No Good Gofers is also notable because, to my knowledge, it is Pat Lawlor’s final game. This is the guy who created Addams Family Pinball, the single most popular pingame ever, ever made, and still a decent earner now many years after its release. Lawlor liked to make tables clever, mixed-up games, often with extra flippers high up on the board. (Addams Family had one flipper that the game itself could use, and at certain times tried to make a particular shot all by itself. There were targets above and below the shot that were often hit if the main shot failed, and using the data from those in combination with an artificial intelligence training algorithm, it could figure out exactly when to make the shot, and could get to be very accurate.) In addition, most Lawlor games had a Multiball Jackpot shot high up on the playfield, usually a ramp that could only be made by using one of those upper flippers. No Good Gofers has such a shot.

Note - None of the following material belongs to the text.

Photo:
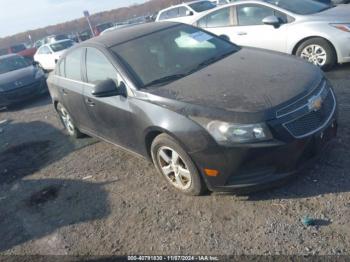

Pat Lawlor liked to add novel, sometimes insane, playfield elements in his games. In Addams Family Pinball these were The Power (the infamous magnets under the playfield, which contrary to some peoples’ opinion are not standard equipment on pinball machines), Thing Flips (the afore-mentioned autoflip) and The Thing itself, a model of a hand with an attached magnet which could grab – and return – the ball from a hole at the top of the table. In No Good Gofers, the special features include a wheel set into the playfield covered with sandpaper, which spins rapidly at various times (especially during multiball), playing havoc with the ball trajectory, but also doubling as a "spin-the-wheel" type of award roulette, and a sheet of plastic covering the top half of the board, which could be accessed via a special ramp that raised up at various times and allowed access to a couple of extra shots, including one really difficult-to-reach shot at the very upper-right, the "Hole-In-One" shot, which completed the hole the player was on and also awarded a lot of bonus.
The real object of No Good Gofers is to complete nine holes of golf (through either Hole-In-Ones or the more usual way of making flashing shots on the board then hitting the Putting Green hole) and then play Hole-In-One Challenge, which I have never seen but rulesheets seem to refer to as a special Multiball where a Hole-In-One scores a Special.
I wonder what Lawlor is doing these days? Williams/Bally has left the pinball industry, and I don’t think he’s jumped over to Stern Pinball, has he?
Pat Lawlor is responsible for Stern Pinball's recent release, Monopoly!
He's founded Pat Lawlor Design, which makes games regularly for Stern. Stern seems to be hiring other Williams veterans, too.